No special regulatory designations disclosed
What is LB-102's peak sales projection?
Not yet disclosed
Is LB-102 in development for other indications?
Only schizophrenia indication disclosed
What regulatory agencies are reviewing LB-102?
Regulatory status with FDA, EMA, PMDA, NMPA not yet disclosed

Evidence & sources

Reviewed by NovaPharmaNews Intelligence Desk. Last reviewed .

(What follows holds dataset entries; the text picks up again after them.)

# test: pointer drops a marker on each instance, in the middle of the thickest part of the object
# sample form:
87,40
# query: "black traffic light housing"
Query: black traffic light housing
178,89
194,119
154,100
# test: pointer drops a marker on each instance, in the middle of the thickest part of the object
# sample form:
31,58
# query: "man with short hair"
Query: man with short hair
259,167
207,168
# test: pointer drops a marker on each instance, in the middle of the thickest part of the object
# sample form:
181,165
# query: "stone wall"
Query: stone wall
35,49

  1. ClinicalTrials.gov NCT04187560 (clinicaltrials)
  2. ClinicalTrials.gov NCT04588129 (clinicaltrials)
  3. ClinicalTrials.gov NCT06179108 (clinicaltrials)
  4. ClinicalTrials.gov NCT07369154 (clinicaltrials)
  5. Source: phase (source_attribution)
  6. MONDO Disease Ontology (MONDO:0005090) (mondo)
  7. Orphanet — schizophrenia (orphanet)
  8. NCT00000371 (clinicaltrials_gov)
  9. NCT00000372 (clinicaltrials_gov)
  10. NCT00000374 (clinicaltrials_gov)
  11. NCT00000387 (clinicaltrials_gov)
  12. NCT00001192 (clinicaltrials_gov)
  13. AACT (ClinicalTrials.gov aggregate) (aact)
  14. ClinicalTrials.gov (clinicaltrials_gov)
  15. Open Targets Platform (opentargets)

Intelligence compiled from public regulatory and clinical sources (FDA, EMA, ClinicalTrials.gov and company disclosures). Figures may be editorial or analyst estimates; verify against primary sources before relying on them.